Sembrerebbe quindi che i valori virtuali non rappresentino, di per sé stessi, un prodotto finanziario, quanto che la loro vendita sia soggetta alle norme in tema di intermediazione finanziaria qualora tale attività presenti degli indici di finanziarietà - ancorati a una considerazione discrezionale del giudice condotta caso per caso -, e cioè quando l'investimento di una somma di denaro da parte del risparmiatore sia connotata dall'aspettativa di un profitto economico futuro e dalla presenza di fattori di rischio (Corte di Cassazione n. 2736 del 2013).

Tra l’altro, sembra che le stesse valutazioni siano alla base della recente introduzione, da parte del governo spagnolo - primo in Europa - dell'obbligo per i promotori di campagne pubblicitarie di criptovalute rivolte ad una platea superiore a centomila persone, di ricevere ex ante l'autorizzazione della Cnmv - l’equivalente spagnolo della Consob- prevedendo che ogni annuncio dovrà avvertire i destinatari che «gli investimenti in criptovalute non sono regolati, potrebbero non essere adeguati al retail e comportano il rischio di perdere l'intero capitale impegnato» così da sottoporre parzialmente anche gli operatori non vigilati agli obblighi di compliance di tutela dell'investitore.

La stessa impostazione sarà probabilmente adottata in Francia, dove un noto personaggio televisivo ha ricevuto una sanzione di 20mila euro per «pratiche commerciali ingannevoli» dopo aver pubblicizzato un sito di trading di bitcoin su Snapchat, mentre in Germania già nel 2020 la BaFin –in contrasto, va sottolineato, con una pronuncia della Corte regionale superiore di Berlino – ha definito le criptovalute come strumenti finanziari.
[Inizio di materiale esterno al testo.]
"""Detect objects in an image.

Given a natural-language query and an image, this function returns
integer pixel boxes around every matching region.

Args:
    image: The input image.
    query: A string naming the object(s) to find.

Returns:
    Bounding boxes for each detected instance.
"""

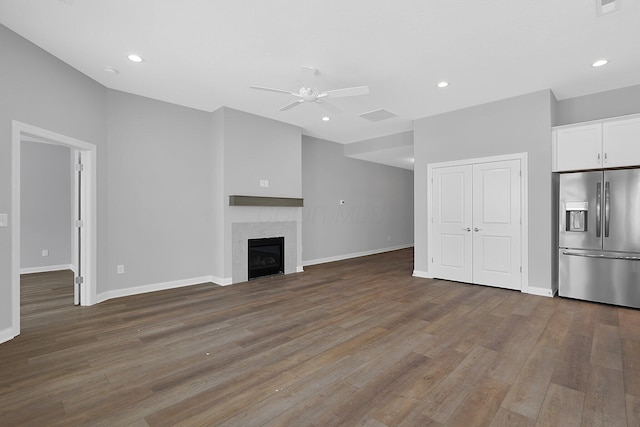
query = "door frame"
[427,153,529,293]
[11,120,97,337]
Su più fronti ci si sta quindi muovendo nella stessa direzione delle citate pronunce della Corte di Cassazione.

Un altro importante passo verso la regolamentazione del settore è stato inoltre compiuto negli scorsi giorni, sempre in Italia, con l'adozione da parte del Mef del decreto che prevede l'obbligo – in caso di esercizio professionale (anche da remoto/on-line) di servizi relativi ad attività inerenti la valuta virtuale e di prestazione di servizi di portafoglio digitale da parte di operatori sia nazionali che esteri - di comunicazione ed iscrizione presso apposito registro istituito presso l'Oam, dando finalmente attuazione alle previsioni della V direttiva Antiriciclaggio.